U.S. Economy Begins 2016 on Shaky Ground, According To Decision Analyst's Economic Index
Wednesday, February 10, 2016
Posted by: Christina Sacher Brown
U.S. Economy Begins 2016 On Shaky Ground,
According To Decision Analyst’s Economic Index
Arlington, Texas—The Decision Analyst U.S. Economic Index registered 107 in January 2016, a 3-point decline from December 2015. The U.S. Economic Index in January 2016 is the same as it was in January 2015, suggesting that 2016 will be another year of slow or no economic expansion. The Economic Index tends to lead U.S. economic activity by 6 to 12 months. Below is the past-10-year history of the U.S. Economic Index.
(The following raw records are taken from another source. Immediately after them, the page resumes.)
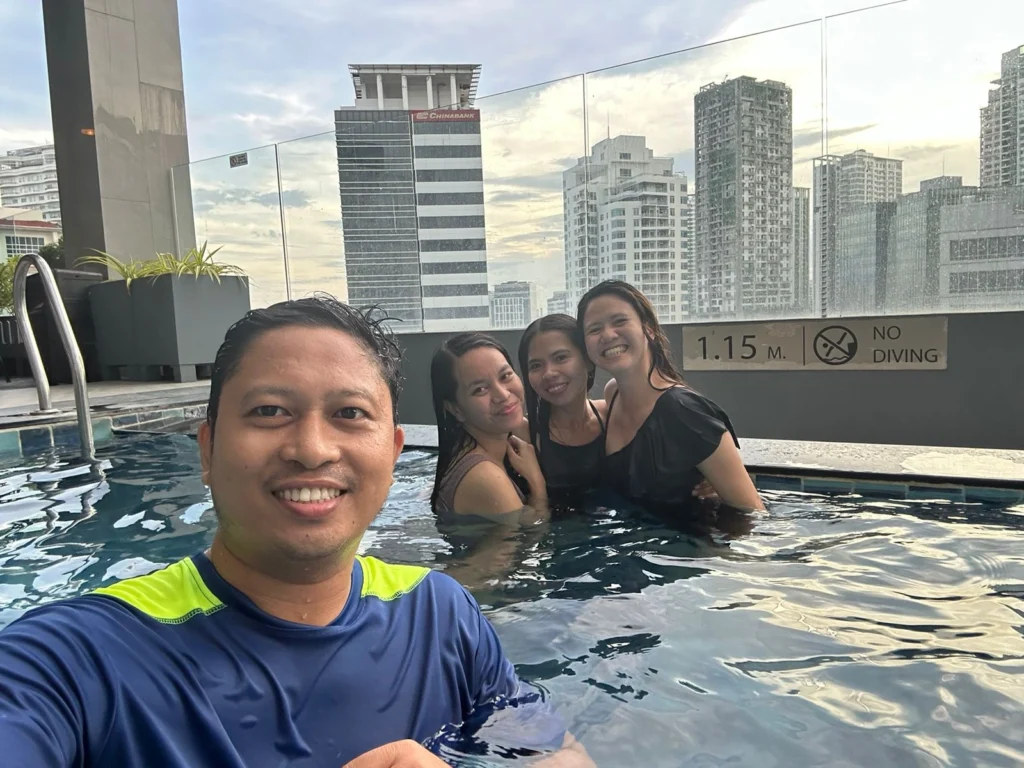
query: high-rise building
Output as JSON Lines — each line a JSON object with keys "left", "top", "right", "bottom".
{"left": 792, "top": 187, "right": 811, "bottom": 312}
{"left": 335, "top": 64, "right": 487, "bottom": 332}
{"left": 694, "top": 77, "right": 793, "bottom": 318}
{"left": 0, "top": 145, "right": 61, "bottom": 225}
{"left": 563, "top": 135, "right": 689, "bottom": 322}
{"left": 490, "top": 280, "right": 540, "bottom": 329}
{"left": 547, "top": 289, "right": 572, "bottom": 316}
{"left": 833, "top": 201, "right": 897, "bottom": 316}
{"left": 814, "top": 149, "right": 903, "bottom": 315}
{"left": 980, "top": 45, "right": 1024, "bottom": 189}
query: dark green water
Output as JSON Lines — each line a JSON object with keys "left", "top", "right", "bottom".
{"left": 2, "top": 434, "right": 1023, "bottom": 766}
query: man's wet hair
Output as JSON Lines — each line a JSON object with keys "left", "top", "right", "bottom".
{"left": 206, "top": 294, "right": 403, "bottom": 433}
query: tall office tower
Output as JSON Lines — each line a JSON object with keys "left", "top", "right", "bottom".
{"left": 814, "top": 149, "right": 903, "bottom": 315}
{"left": 0, "top": 145, "right": 61, "bottom": 225}
{"left": 490, "top": 280, "right": 540, "bottom": 329}
{"left": 980, "top": 45, "right": 1024, "bottom": 188}
{"left": 792, "top": 186, "right": 811, "bottom": 312}
{"left": 563, "top": 136, "right": 688, "bottom": 322}
{"left": 694, "top": 77, "right": 793, "bottom": 319}
{"left": 335, "top": 64, "right": 487, "bottom": 332}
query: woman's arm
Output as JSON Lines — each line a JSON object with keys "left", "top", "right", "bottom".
{"left": 696, "top": 432, "right": 764, "bottom": 512}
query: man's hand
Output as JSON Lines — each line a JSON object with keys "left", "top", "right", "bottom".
{"left": 343, "top": 740, "right": 449, "bottom": 768}
{"left": 533, "top": 734, "right": 596, "bottom": 767}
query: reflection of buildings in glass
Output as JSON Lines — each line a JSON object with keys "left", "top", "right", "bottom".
{"left": 0, "top": 145, "right": 62, "bottom": 225}
{"left": 814, "top": 149, "right": 903, "bottom": 316}
{"left": 546, "top": 289, "right": 572, "bottom": 316}
{"left": 939, "top": 186, "right": 1024, "bottom": 311}
{"left": 335, "top": 64, "right": 487, "bottom": 332}
{"left": 694, "top": 77, "right": 793, "bottom": 319}
{"left": 489, "top": 280, "right": 540, "bottom": 329}
{"left": 980, "top": 45, "right": 1023, "bottom": 189}
{"left": 834, "top": 201, "right": 897, "bottom": 316}
{"left": 792, "top": 187, "right": 811, "bottom": 313}
{"left": 563, "top": 136, "right": 689, "bottom": 323}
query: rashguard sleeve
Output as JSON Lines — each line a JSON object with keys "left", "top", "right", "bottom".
{"left": 0, "top": 610, "right": 88, "bottom": 767}
{"left": 457, "top": 587, "right": 568, "bottom": 753}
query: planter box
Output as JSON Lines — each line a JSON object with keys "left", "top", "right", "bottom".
{"left": 89, "top": 275, "right": 250, "bottom": 381}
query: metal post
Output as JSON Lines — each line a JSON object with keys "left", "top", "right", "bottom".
{"left": 274, "top": 144, "right": 293, "bottom": 300}
{"left": 12, "top": 254, "right": 95, "bottom": 459}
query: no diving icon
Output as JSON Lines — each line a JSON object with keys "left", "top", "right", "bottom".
{"left": 813, "top": 326, "right": 858, "bottom": 365}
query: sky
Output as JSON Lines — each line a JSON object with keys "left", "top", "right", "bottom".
{"left": 2, "top": 0, "right": 1023, "bottom": 307}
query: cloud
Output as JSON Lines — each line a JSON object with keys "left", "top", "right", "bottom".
{"left": 793, "top": 122, "right": 876, "bottom": 150}
{"left": 192, "top": 187, "right": 311, "bottom": 214}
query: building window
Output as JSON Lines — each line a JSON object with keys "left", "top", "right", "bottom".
{"left": 619, "top": 153, "right": 631, "bottom": 160}
{"left": 619, "top": 169, "right": 632, "bottom": 178}
{"left": 4, "top": 235, "right": 45, "bottom": 256}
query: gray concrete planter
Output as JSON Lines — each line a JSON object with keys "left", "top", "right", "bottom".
{"left": 88, "top": 275, "right": 250, "bottom": 381}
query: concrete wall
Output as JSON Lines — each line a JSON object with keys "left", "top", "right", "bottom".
{"left": 394, "top": 311, "right": 1024, "bottom": 450}
{"left": 42, "top": 0, "right": 197, "bottom": 269}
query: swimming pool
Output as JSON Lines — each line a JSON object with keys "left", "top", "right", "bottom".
{"left": 2, "top": 433, "right": 1023, "bottom": 766}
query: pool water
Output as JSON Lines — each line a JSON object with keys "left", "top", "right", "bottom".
{"left": 2, "top": 433, "right": 1024, "bottom": 766}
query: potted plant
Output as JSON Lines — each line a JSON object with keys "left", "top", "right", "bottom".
{"left": 80, "top": 243, "right": 250, "bottom": 382}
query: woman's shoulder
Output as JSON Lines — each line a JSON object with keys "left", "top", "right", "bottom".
{"left": 647, "top": 385, "right": 735, "bottom": 442}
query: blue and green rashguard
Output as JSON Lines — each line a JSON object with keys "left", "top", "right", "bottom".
{"left": 0, "top": 553, "right": 564, "bottom": 766}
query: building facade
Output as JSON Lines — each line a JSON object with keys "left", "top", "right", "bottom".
{"left": 546, "top": 289, "right": 572, "bottom": 316}
{"left": 490, "top": 280, "right": 540, "bottom": 329}
{"left": 0, "top": 145, "right": 61, "bottom": 225}
{"left": 792, "top": 186, "right": 810, "bottom": 313}
{"left": 0, "top": 207, "right": 62, "bottom": 263}
{"left": 833, "top": 201, "right": 897, "bottom": 316}
{"left": 980, "top": 45, "right": 1024, "bottom": 189}
{"left": 694, "top": 77, "right": 793, "bottom": 319}
{"left": 563, "top": 135, "right": 690, "bottom": 323}
{"left": 939, "top": 185, "right": 1024, "bottom": 311}
{"left": 813, "top": 149, "right": 903, "bottom": 316}
{"left": 335, "top": 64, "right": 488, "bottom": 332}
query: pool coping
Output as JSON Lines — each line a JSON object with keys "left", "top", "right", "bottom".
{"left": 3, "top": 415, "right": 1023, "bottom": 503}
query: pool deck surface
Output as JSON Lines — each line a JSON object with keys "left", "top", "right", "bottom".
{"left": 0, "top": 379, "right": 210, "bottom": 429}
{"left": 2, "top": 381, "right": 1023, "bottom": 486}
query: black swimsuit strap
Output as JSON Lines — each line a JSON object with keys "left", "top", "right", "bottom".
{"left": 589, "top": 399, "right": 607, "bottom": 433}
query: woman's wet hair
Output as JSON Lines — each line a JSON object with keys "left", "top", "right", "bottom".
{"left": 207, "top": 294, "right": 402, "bottom": 436}
{"left": 517, "top": 314, "right": 594, "bottom": 449}
{"left": 429, "top": 332, "right": 518, "bottom": 511}
{"left": 576, "top": 280, "right": 684, "bottom": 389}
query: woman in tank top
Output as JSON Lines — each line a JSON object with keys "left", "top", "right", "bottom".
{"left": 577, "top": 280, "right": 764, "bottom": 516}
{"left": 430, "top": 333, "right": 549, "bottom": 525}
{"left": 517, "top": 314, "right": 608, "bottom": 507}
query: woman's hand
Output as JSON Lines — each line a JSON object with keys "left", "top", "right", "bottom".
{"left": 692, "top": 477, "right": 718, "bottom": 501}
{"left": 506, "top": 434, "right": 545, "bottom": 491}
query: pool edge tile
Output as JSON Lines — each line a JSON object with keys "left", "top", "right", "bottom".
{"left": 0, "top": 429, "right": 21, "bottom": 458}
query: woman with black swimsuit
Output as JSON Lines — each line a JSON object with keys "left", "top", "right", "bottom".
{"left": 577, "top": 281, "right": 764, "bottom": 517}
{"left": 518, "top": 315, "right": 608, "bottom": 507}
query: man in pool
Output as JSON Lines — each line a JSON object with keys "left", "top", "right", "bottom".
{"left": 0, "top": 296, "right": 592, "bottom": 767}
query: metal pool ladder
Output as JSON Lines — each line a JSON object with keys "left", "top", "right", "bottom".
{"left": 12, "top": 253, "right": 95, "bottom": 460}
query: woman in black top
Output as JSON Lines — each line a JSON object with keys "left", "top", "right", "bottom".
{"left": 577, "top": 280, "right": 764, "bottom": 515}
{"left": 518, "top": 314, "right": 608, "bottom": 506}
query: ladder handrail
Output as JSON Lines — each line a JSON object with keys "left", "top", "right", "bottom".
{"left": 12, "top": 254, "right": 95, "bottom": 460}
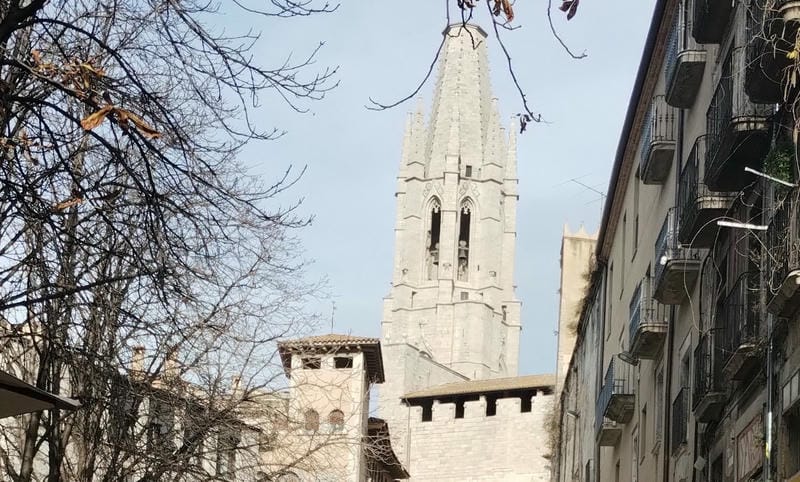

“The U.S. Economic Index increased sharply during the last three months of 2015 as the costs of oil, gasoline, and natural gas remained low. Reduced energy costs are, on balance, a stimulus to the U.S. consumer economy because households have more cash in hand to spend on groceries, eating out, clothing, and other consumer goods. Low energy costs lead to improved profitability in most energy-intensive industries, such as airlines, transportation and shipping, food processing, and many manufacturing companies,” said Jerry W. Thomas, President/CEO of Decision Analyst, a global marketing research and analytical consulting firm. “On the other side of the equation, the rising tide of debt of all types, the difficulty many small firms face in raising adequate amounts of money from the banking system in the U.S., and economic weakness in China, Russia, Brazil, and many emerging economies are exerting downward pressure on the U.S. economy. A U.S. recession in 2016 is not out of the question, but the odds continue to favor economic growth in the U.S. in 2016, albeit at a very modest pace.”